When we deploy to different environments, we’d like to have different configuration values to be set during deployment. Some of them (like connection strings) can be parameterized by msdeploy itself when it creates deployment package, but that’s only part of the story. Say we want some values in web.config to be changed depending on environment we’re deploying to. Good news: msdeploy has a mechanism called ‘deployment parameters’ – you can supply a file declaring these parameters and msdeploy will parameterize your package (this is not the same as web.config transformation – a good overview of difference can be found here). Bad news: there’s no UI in Visual Studio that allows you to either specify these parameters or specify a file where they are declared. In case you decide to build deployment package on your own (by invoking msdeploy directly of from an msbuild script) you will face another problem: you can either supply deployment parameters declaration in xml file or have msdeploy gather/discover them – but not both. So you can’t define some of the parameters in a file and let msdeploy do the rest of the job for you. This comes especially inconvenient when you have a database deployment [sql] scripts in your package – in order for msdeploy to pick them up [when invoked from command line] you have to do a lot of plumbing around declaration and command-line arguments.

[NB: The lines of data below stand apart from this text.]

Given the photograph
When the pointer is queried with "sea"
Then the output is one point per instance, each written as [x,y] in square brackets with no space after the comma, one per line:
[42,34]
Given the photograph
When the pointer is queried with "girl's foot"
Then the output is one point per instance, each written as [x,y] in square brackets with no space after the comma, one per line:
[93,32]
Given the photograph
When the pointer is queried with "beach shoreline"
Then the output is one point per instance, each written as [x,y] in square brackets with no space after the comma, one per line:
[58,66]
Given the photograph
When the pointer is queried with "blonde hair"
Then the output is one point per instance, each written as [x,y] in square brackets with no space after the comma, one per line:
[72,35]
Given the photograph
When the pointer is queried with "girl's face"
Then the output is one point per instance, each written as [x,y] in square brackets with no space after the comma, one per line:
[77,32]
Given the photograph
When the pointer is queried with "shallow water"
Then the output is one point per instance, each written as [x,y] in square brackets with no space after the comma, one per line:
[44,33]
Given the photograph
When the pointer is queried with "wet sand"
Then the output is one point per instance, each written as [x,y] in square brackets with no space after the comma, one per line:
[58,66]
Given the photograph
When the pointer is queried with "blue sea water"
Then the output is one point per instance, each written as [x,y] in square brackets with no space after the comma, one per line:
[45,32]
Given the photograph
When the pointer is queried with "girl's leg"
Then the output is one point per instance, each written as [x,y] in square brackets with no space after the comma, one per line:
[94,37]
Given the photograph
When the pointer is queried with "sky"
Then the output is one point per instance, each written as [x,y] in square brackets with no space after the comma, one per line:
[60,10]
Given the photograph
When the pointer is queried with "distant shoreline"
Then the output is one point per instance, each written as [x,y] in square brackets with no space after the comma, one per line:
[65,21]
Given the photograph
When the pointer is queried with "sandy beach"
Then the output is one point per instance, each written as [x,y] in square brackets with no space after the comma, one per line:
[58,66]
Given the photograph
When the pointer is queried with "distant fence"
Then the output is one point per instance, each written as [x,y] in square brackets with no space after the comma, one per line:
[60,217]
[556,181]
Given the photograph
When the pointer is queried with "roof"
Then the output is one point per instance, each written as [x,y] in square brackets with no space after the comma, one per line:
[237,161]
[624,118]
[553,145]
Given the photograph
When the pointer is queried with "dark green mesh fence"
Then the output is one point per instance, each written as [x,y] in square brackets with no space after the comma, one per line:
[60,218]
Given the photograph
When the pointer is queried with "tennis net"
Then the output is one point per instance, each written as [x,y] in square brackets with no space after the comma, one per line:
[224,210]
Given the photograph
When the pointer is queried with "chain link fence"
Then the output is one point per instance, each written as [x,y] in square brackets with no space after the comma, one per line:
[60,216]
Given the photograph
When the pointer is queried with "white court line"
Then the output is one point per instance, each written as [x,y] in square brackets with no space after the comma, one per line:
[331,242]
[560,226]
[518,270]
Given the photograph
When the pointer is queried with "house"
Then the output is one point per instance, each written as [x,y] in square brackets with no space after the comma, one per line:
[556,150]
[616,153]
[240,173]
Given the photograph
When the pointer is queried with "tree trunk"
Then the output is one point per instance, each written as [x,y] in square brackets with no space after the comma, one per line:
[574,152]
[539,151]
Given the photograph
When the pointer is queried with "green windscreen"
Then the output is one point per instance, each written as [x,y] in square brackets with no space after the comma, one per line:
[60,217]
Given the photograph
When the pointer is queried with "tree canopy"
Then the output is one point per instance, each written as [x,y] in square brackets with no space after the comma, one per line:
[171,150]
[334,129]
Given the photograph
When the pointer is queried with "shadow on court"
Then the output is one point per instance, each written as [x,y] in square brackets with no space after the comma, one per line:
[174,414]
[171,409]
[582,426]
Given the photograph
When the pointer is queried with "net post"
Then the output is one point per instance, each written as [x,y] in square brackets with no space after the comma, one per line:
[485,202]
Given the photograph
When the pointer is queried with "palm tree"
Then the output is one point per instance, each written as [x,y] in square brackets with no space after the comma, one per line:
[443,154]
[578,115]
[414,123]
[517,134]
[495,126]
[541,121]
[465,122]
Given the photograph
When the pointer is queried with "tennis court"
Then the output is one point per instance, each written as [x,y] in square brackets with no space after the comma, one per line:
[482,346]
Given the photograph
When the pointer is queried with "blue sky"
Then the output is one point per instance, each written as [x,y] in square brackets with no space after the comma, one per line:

From the other side, when msdeploy gathers parameters on its own, it tends to parameterize things that you might not want to be parameterized (like IIS application name or application pool name).
This is how it can be solved:
1) When Visual Studio creates a deployment package for your application it looks for [YourWebProjectName].wpp.targets file and imports it into running msbuild script (well, it is actually Microsoft.Web.Publishing.targets which looks for and imports this file in case it exists). This little file lets you extend / influence package building pipeline.
2) EnablePackageProcessLoggingAndAssert msbuild parameter allows you to see extended log of what happens when a deployment package is build for your project – by examining this you can discover a set of msbuild targets that can give you a clue on what to extend/precede.
3) DisableAllVSGeneratedMSDeployParameter – allows you to prevent VS from parameterizing your package (so you don’t have duplicate / unnecessary parameters).
4) ParametersXMLFiles item type allows you to supply your own parameters declaration file (you have to put it inside ItemGroup element and reference a file with parameters declaration).
5) When defining you own target, you can hook on a ‘standard’ one (i.e. the one, defined in Microsoft.Web.Publishing.targets) by using either of the following attributes: BeforeTargets, AfterTargets – they contain a coma-separated list of targets you want to hook on.